Data sharing and task re-balancing strategy used by MT-Opt. The robots generate episodes which then get labelled as success or failure for the current task and are then shared across other tasks.

MT-Opt uses Q-learning, a popular RL method that learns a function that estimates the future sum of rewards, called the Q-function. The learned policy then picks the action that maximizes this learned Q-function. For multi-task policy training, we specify the task as an extra input to a large Q-learning network (inspired by our previous work on large-scale single-task learning with QT-Opt) and then train all of the tasks simultaneously with offline RL using the entire multi-task dataset. In this way, MT-Opt is able to train on a wide variety of skills that include picking specific objects, placing them into various fixtures, aligning items on a rack, rearranging and covering objects with towels, etc.

Compared to single-task baselines, MT-Opt performs similarly on the tasks that have the most data and significantly improves performance on underrepresented tasks. So, for a generic lifting task, which has the most supporting data, MT-Opt achieved an 89% success rate (compared to 88% for QT-Opt) and achieved a 50% average success rate across rare tasks, compared to 1% with a single-task QT-Opt baseline and 18% using a naïve, multi-task QT-Opt baseline. Using MT-Opt not only enables zero-shot generalization to new but similar tasks, but also can quickly (in about 1 day of data collection on seven robots) be fine-tuned to new, previously unseen tasks. For example, when applied to an unseen towel-covering task, the system achieved a zero-shot success rate of 92% for towel-picking and 79% for object-covering, which wasn’t present in the original dataset.

Example tasks that MT-Opt is able to learn, such as instance and indiscriminate grasping, chasing, placing, aligning and rearranging.
Towel-covering task that was not present in the original dataset. We fine-tune MT-Opt on this novel task in 1 day to achieve a high (>90%) success rate.

Learning with Actionable Models
While supplying a rigid definition of tasks facilitates autonomous data collection for MT-Opt, it limits the number of learnable behaviors to a fixed set. To enable learning a wider range of tasks from the same data, we use goal-conditioned learning, i.e., learning to reach given goal configurations of a scene in front of the robot, which we specify with goal images. In contrast to explicit model-based methods that learn predictive models of future world observations, or approaches that employ online data collection, this approach learns goal-conditioned policies via offline model-free RL.

To learn to reach any goal state, we perform hindsight relabeling of all trajectories and sub-sequences in our collected dataset and train a goal-conditioned Q-function in a fully offline manner (in contrast to learning online using a fixed set of success examples as in recursive classification). One challenge in this setting is the distributional shift caused by learning only from “positive” hindsight relabeled examples. This we address by employing a conservative strategy to minimize Q-values of unseen actions using artificial negative actions. Furthermore, to enable reaching temporary-extended goals, we introduce a technique for chaining goals across multiple episodes.

Actionable Models relabel sub-sequences with all intermediate goals and regularize Q-values with artificial negative actions.

Training with Actionable Models allows the system to learn a large repertoire of visually indicated skills, such as object grasping, container placing and object rearrangement. The model is also able to generalize to novel objects and visual objectives not seen in the training data, which demonstrates its ability to learn general functional knowledge about the world. We also show that downstream reinforcement learning tasks can be learned more efficiently by either fine-tuning a pre-trained goal-conditioned model or through a goal-reaching auxiliary objective during training.
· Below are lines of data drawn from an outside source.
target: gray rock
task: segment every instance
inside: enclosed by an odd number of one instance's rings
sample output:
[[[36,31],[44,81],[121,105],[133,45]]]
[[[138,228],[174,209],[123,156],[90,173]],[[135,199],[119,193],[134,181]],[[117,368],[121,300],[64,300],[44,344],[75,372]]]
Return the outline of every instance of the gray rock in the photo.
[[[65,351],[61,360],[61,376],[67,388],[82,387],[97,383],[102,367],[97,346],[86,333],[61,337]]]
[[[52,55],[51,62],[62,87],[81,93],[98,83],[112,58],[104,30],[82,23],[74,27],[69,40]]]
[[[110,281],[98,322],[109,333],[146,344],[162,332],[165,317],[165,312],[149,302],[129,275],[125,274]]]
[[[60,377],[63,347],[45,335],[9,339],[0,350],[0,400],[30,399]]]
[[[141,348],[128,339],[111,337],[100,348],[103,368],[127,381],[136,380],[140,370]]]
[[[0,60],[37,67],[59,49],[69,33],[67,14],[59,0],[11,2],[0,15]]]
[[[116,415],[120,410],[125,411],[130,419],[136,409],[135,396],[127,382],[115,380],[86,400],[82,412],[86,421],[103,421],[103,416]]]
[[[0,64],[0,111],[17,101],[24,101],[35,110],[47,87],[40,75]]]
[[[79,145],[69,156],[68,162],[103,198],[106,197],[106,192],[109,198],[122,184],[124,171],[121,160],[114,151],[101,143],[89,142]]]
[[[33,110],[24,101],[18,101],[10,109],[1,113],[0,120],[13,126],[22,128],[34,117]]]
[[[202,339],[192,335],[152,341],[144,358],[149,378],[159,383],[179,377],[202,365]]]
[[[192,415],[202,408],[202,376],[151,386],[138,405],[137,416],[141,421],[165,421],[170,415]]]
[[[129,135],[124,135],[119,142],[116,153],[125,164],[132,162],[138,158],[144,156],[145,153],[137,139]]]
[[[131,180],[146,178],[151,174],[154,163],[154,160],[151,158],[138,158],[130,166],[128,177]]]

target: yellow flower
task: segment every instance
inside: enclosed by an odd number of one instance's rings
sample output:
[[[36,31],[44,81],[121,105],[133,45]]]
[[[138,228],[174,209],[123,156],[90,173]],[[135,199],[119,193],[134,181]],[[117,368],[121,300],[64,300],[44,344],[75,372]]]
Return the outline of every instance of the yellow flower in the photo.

Example tasks (specified by goal-images) that our Actionable Model is able to learn.

Conclusion
The results of both MT-Opt and Actionable Models indicate that it is possible to collect and then learn many distinct tasks from large diverse real-robot datasets within a single model, effectively amortizing the cost of learning across many skills. We see this an important step towards general robot learning systems that can be further scaled up to perform many useful services and serve as a starting point for learning downstream tasks.

This post is based on two papers, "MT-Opt: Continuous Multi-Task Robotic Reinforcement Learning at Scale" and "Actionable Models: Unsupervised Offline Reinforcement Learning of Robotic Skills," with additional information and videos on the project websites for MT-Opt and Actionable Models.

Acknowledgements
This research was conducted by Dmitry Kalashnikov, Jake Varley, Yevgen Chebotar, Ben Swanson, Rico Jonschkowski, Chelsea Finn, Sergey Levine, Yao Lu, Alex Irpan, Ben Eysenbach, Ryan Julian and Ted Xiao. We’d like to give special thanks to Josh Weaver, Noah Brown, Khem Holden, Linda Luu and Brandon Kinman for their robot operation support; Anthony Brohan for help with distributed learning and testing infrastructure; Tom Small for help with videos and project media; Julian Ibarz, Kanishka Rao, Vikas Sindhwani and Vincent Vanhoucke for their support; Tuna Toksoz and Garrett Peake for improving the bin reset mechanisms; Satoshi Kataoka, Michael Ahn, and Ken Oslund for help with the underlying control stack, and the rest of the Robotics at Google team for their overall support and encouragement. All the above contributions were incredibly enabling for this research.

Source: Google AI Blog


Presenting the iGibson Challenge on Interactive and Social Navigation

Computer vision has significantly advanced over the past decade thanks to large-scale benchmarks, such as ImageNet for image classification or COCO for object detection, which provide vast datasets and criteria for evaluating models. However, these traditional benchmarks evaluate passive tasks in which the emphasis is on perception alone, whereas more recent computer vision research has tackled active tasks, which require both perception and action (often called “embodied AI”).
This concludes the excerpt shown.